Pemerintah akhirnya memutuskan membuka keran impor untuk 3 bahan pokok. Hal ini berdasarkan instruksi dari Presiden Joko Widodo (Jokowi) dalam rapat terbatas (ratas) beberapa hari lalu.

Keputusan diambil semata-mata untuk menjamin ketersediaan bahan pangan dengan harga terjangkau.

“Kementerian Perdagangan memutuskan untuk membuka keran impor untuk 3 bahan pokok, untuk mengamankan harga pangan jelang puasa dan lebaran tahun ini,” ungkap Menteri Perdagangan Rachmat Gobel di Istana Negara.
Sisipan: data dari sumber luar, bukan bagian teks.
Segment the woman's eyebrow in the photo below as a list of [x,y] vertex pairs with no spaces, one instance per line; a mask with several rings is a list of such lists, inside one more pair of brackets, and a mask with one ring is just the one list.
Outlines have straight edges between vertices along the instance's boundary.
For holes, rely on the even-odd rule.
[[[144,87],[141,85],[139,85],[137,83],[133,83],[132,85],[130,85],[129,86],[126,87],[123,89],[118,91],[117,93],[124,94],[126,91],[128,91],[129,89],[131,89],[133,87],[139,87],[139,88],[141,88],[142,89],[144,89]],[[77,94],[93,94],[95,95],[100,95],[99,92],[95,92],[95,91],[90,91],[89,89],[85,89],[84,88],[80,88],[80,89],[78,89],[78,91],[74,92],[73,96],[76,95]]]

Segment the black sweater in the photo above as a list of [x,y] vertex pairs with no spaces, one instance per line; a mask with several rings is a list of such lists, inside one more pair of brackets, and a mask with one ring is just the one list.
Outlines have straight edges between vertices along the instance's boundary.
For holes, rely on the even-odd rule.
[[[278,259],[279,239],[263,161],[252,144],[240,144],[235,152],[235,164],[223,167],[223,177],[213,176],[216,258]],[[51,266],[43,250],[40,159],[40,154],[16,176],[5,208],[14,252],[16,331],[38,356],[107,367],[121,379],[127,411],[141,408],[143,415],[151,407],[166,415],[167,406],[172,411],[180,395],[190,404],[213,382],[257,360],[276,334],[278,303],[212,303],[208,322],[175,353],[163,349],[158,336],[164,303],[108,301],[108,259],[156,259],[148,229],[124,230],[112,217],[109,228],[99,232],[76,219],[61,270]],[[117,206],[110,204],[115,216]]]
Tujuh instruksi Presiden Jokowi yang dikeluarkan seperti berikut ini :
1.Terjaminnya ketersediaan pangan dengan harga terjangkau.
2.Mengadakan operasi pasar untuk menjaga stabilitas harga dan ketersediaan stok pangan.
3.Menindak tegas penimbum BBM dan kebutuhan bahan pokok.
4.Memprioritaskan kendaraan pengangkut logistik dan memberantas pungli agar ketersediaan pangan terjamin.
5.Menjaga agar inflasi ekstrem tidak terjadi selama Ramadhan dan Idul Fitri, caranya tentu dengan memantau  harga kebutuhan pokok seperti beras, daging, telur, cabai, bawang, dan sayuran.
6.Impor adalah solusi terakhir, diutamakan penyerapan hasil-hasil pertanian, perkebunan, dan peternakan.
7.Mempercepat dan menjamin kelancaran serta kelayakan distribusi raskin di bulan Juni 2015.

Sementara ketiga bahan pokok yang diputuskan untuk impor adalah :
1. Bawang Merah
“Pemerintah siap lakukan impor bawang merah untuk melakukan stabilitas harga,” ujar Mendag Rachmat Gobel.

Alasannya, berdasarkan data dari Badan Pusat Statistik (BPS) mencatat ada inflasi 0,50% pada Mei 2015. Salah satu penyumbangnya adalah bawang merah dimana menyumbang inflasi sebanyak 0,03%. Hal ini terjadi karena sepanjang Mei 2015 harga bawang merah mengalami kenaikan sekitar 6,19%. Kenaikan tertinggi terjadi di Kupang dan Sumenep.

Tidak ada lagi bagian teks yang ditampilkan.